Pierre Parent works with the Indigenous Support Workers Project, acting as a community liaison in the Plateau. He offers culturally-sensitive support to unhoused Indigenous people in the area. He also fields calls from businesses and citizens in case an issue arises with a member of the street community.

He's concerned that the pedestrianization of avenue du Mont-Royal. might lead to more clashes between businesses and people from the street — especially since tensions between the groups have historically been high.

"There's 500 years of history that we need to be aware of," he said. "We just want people to be informed and to understand."
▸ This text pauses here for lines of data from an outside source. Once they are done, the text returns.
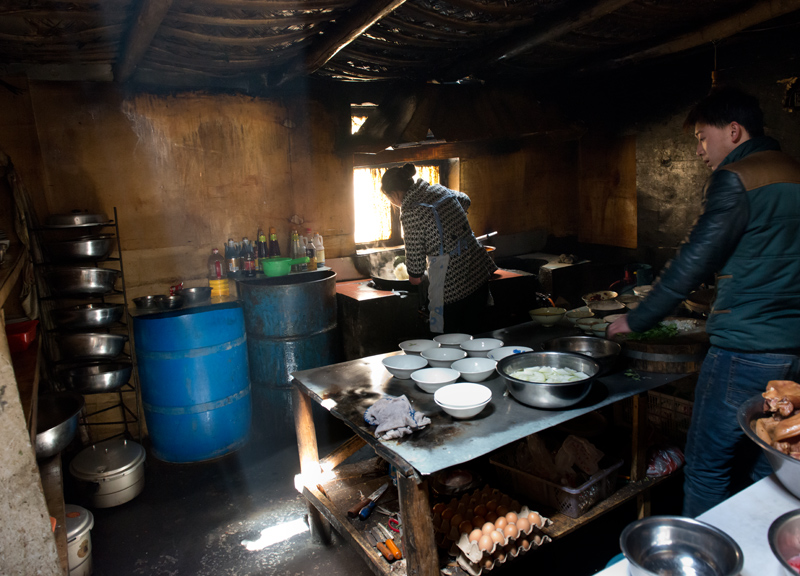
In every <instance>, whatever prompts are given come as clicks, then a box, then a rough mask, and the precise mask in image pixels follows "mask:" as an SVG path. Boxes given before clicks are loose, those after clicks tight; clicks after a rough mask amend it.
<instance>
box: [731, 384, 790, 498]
mask: <svg viewBox="0 0 800 576" xmlns="http://www.w3.org/2000/svg"><path fill="white" fill-rule="evenodd" d="M769 416H770V415H769V414H768V413H766V412H764V397H763V396H761V394H758V395H757V396H753V397H752V398H750V399H749V400H747V401H746V402H745V403H744V404H742V405H741V406H739V411H738V412H737V413H736V418H737V420H738V422H739V427H740V428H741V429H742V430H743V431H744V433H745V434H746V435H747V437H748V438H750V440H752V441H753V442H755V443H756V445H758V446H759V447H760V448H761V449H762V450H763V451H764V455H765V456H766V457H767V461H769V463H770V465H771V466H772V469H773V470H774V471H775V475H776V476H777V477H778V480H780V481H781V484H783V486H784V488H786V489H787V490H788V491H789V492H791V493H792V494H794V495H795V497H797V498H800V460H797V459H796V458H792V457H791V456H789V455H788V454H784V453H783V452H781V451H780V450H777V449H775V448H773V447H772V446H770V445H769V444H767V443H766V442H764V441H763V440H762V439H761V438H759V437H758V434H756V433H755V430H753V426H754V425H755V421H756V420H758V419H759V418H768V417H769Z"/></svg>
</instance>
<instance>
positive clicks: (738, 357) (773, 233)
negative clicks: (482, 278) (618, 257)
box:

Here are the 10 streets that will be pedestrianized this summer:

  • ave. du Mont-Royal from boul. Saint-Laurent to rue Fullum;
  • rue Wellington from 6e ave. to rue Régina;
  • rue Sainte-Catherine E. from rue Saint-Hubert to ave. Papineau;
  • rue Ontario E. from boul. Pie-IX to rue Darling;
  • ave. Duluth E. from boul. Saint-Laurent to rue Saint-Hubert;
  • rue Saint-Denis from rue Sherbrooke to boul. de Maisonneuve;
  • rue Sainte-Catherine O. from boul. Saint-Laurent to rue de Bleury;
  • place du Marché-du-Nord (Jean-Talon Market) from ave. Casgrain to ave. Henri-Julien;
  • ave. Bernard from ave. Wiseman to ave. Bloomfield;
  • and rue de Castelnau E. from rue Saint-Denis to ave. de Gaspé.